Nach dem Spiel gingen wir noch mit Greg und Valerie etwas trinken, um den Sieg zu feiern.
Als wir am Tisch saßen, begann Josh, an seinem Telefon herumzuspielen. Er hatte während des Spiels Fotos damit gemacht und schaute sie sich an, um zu sehen, ob er einige von ihnen für seinen Zeitungsartikel verwenden konnte.
»Kann ich mal sehen?«, fragte ich. Er lehnte sich zu mir und hielt mir die kleine glatte Oberfläche seines Telefons hin. Unter dem Glas war im Miniaturformat eine eingefrorene Szene aus dem Footballspiel zu erkennen: Ein Spieler rannte mit dem Ball im Arm übers Feld, während ihn ein Spieler der anderen Mannschaft verfolgte. Josh drückte auf einen Knopf, und das Bild veränderte sich und zeigte sämtliche Spieler der Mannschaft, die dicht zusammengedrängt im Kreis standen und sich umarmten. Wie ich heute gelernt hatte, nannte man das einen »Huddle«.

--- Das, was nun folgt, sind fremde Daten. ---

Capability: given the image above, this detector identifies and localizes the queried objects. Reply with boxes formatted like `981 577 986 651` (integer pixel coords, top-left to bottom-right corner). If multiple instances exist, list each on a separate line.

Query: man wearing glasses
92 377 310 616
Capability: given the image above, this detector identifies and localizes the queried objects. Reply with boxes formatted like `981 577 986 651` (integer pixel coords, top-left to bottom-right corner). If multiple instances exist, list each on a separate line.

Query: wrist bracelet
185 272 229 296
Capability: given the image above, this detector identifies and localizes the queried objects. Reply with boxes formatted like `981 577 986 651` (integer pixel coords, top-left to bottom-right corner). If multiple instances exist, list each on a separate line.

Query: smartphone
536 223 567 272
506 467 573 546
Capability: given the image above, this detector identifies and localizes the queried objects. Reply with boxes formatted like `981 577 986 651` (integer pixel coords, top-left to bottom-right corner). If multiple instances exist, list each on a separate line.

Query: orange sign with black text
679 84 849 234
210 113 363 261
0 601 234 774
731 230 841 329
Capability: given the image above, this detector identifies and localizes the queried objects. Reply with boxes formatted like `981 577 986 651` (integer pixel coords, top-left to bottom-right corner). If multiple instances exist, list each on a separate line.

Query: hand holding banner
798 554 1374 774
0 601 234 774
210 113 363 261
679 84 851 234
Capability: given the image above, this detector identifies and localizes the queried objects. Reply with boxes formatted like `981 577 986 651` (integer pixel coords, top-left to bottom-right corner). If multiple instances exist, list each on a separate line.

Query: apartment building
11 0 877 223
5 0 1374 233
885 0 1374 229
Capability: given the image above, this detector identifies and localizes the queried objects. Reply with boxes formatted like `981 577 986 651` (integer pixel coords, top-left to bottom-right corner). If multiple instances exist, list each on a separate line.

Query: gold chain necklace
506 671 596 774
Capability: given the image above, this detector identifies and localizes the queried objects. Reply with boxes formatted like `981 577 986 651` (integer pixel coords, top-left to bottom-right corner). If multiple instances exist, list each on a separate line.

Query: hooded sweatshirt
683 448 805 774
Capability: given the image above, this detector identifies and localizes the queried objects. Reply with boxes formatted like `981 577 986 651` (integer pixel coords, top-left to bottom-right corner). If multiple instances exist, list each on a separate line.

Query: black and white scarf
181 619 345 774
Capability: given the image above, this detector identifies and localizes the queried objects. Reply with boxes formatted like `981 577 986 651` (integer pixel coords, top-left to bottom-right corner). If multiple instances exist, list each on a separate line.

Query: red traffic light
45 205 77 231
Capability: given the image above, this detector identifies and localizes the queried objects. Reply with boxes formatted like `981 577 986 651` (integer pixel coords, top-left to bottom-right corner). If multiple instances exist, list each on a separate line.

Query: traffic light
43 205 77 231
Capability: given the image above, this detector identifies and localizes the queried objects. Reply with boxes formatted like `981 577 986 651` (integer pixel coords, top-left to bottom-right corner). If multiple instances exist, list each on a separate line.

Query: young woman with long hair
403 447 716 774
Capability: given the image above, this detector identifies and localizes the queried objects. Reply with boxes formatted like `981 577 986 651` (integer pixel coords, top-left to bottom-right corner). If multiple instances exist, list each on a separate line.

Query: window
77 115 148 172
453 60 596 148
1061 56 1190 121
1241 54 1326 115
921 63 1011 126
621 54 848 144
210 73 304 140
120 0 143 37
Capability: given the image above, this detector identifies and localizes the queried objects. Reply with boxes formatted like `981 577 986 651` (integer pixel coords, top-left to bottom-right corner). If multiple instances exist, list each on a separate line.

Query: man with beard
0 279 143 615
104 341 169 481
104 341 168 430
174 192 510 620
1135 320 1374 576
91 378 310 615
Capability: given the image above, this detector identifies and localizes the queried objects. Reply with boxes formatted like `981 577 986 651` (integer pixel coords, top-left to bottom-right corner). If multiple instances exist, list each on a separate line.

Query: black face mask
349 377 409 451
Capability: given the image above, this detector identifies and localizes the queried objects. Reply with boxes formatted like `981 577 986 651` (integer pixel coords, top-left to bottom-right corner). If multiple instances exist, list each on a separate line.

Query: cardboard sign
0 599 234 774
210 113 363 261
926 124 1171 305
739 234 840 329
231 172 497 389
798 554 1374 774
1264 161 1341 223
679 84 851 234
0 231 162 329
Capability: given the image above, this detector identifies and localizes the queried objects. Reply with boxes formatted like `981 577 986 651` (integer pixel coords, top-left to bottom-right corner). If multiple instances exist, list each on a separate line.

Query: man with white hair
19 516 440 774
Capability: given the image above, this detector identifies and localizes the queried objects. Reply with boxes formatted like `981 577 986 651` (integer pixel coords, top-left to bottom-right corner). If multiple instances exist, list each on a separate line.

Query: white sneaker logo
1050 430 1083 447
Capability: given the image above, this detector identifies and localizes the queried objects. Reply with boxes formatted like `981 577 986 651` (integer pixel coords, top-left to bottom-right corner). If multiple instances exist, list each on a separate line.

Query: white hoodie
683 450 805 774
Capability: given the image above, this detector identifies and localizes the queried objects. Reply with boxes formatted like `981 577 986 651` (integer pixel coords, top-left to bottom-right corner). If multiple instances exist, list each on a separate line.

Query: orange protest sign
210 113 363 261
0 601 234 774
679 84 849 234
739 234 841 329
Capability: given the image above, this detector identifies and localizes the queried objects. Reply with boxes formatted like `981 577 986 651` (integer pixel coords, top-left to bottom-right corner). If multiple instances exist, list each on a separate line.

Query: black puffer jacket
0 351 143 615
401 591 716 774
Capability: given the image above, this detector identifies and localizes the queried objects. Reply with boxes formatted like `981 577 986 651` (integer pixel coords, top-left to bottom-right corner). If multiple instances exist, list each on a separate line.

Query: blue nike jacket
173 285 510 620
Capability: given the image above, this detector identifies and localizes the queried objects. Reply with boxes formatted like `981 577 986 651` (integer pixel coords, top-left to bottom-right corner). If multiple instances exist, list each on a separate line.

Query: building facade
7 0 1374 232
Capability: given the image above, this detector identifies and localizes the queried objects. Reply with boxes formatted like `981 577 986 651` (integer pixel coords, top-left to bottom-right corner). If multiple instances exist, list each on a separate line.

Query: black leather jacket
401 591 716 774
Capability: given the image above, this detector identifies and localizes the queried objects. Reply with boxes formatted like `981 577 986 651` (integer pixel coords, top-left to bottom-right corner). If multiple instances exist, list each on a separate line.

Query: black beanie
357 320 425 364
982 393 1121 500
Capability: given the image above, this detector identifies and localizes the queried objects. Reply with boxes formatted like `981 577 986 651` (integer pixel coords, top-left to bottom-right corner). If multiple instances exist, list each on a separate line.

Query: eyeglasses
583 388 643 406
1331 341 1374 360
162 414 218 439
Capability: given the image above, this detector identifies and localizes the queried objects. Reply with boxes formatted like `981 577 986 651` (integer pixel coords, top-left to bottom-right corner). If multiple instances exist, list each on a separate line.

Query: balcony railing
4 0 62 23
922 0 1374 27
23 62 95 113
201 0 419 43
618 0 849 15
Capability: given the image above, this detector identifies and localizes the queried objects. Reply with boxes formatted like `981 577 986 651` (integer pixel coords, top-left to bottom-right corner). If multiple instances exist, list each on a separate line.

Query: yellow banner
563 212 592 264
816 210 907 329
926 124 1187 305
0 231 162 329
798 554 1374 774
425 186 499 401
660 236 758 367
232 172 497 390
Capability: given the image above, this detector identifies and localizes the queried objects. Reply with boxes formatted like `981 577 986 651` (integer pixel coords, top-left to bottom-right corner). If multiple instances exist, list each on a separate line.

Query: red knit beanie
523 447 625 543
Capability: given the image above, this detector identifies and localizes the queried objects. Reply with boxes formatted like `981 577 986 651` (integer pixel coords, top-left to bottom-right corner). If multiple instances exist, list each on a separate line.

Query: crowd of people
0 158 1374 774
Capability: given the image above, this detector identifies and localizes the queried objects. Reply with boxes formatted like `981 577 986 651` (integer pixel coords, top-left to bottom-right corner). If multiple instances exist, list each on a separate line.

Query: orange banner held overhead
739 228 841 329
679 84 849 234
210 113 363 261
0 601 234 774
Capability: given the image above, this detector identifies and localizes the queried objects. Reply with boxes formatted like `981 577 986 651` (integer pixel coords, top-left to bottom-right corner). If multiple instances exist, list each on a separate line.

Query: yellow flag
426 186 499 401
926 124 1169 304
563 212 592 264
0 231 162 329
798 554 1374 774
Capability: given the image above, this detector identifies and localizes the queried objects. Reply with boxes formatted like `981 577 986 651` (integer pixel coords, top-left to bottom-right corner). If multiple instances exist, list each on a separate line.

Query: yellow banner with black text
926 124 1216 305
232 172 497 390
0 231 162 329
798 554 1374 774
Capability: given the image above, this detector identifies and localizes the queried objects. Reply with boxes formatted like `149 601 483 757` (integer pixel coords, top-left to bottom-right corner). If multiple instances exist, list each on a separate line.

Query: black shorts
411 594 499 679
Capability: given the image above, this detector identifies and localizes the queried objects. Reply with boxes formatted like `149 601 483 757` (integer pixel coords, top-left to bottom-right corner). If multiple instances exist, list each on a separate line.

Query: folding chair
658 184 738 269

»Dann sind Telefone also auch Kameras«, sagte ich.
»Oh ja«, bestätigte Greg und holte sein Handy heraus. »Mein ganzes Leben ist hier drin. Ich hab hier meine Fotos, meine Playlisten, meine E-Mails.« Er hob sein Telefon hoch. »Lächeln, Eliza«, sagte er. Instinktiv hielt ich mir eine Hand vors Gesicht. Obwohl ich in dieser modernen Welt schon so viel erlebt hatte, war ich noch nie fotografiert worden. Man hatte mir meine Seele noch nicht gestohlen.
»Typisch Mädchen«, sagte Greg und lachte. »Die wollen nie, dass man sie fotografiert.«
»Warte bis nächstes Wochenende«, sagte Valerie und knuffte mich in die Seite. »Da werden so viele Kameras auf dich gerichtet sein, dass du gar nicht weißt, wohin du gucken sollst.«
Ich hielt den Atem an. Wir hatten zwar darüber gesprochen, dass wir uns vor dem Ball fotografieren lassen würden, aber ich hatte noch gar nicht darüber nachgedacht, was das für mich bedeutete. Nun musste ich jedoch unwillkürlich an den bevorstehenden Diebstahl meiner Seele denken. Ich lächelte, als mir bewusst wurde, dass ich der Liste in meinem Tagebuch etwas Neues würde hinzufügen können.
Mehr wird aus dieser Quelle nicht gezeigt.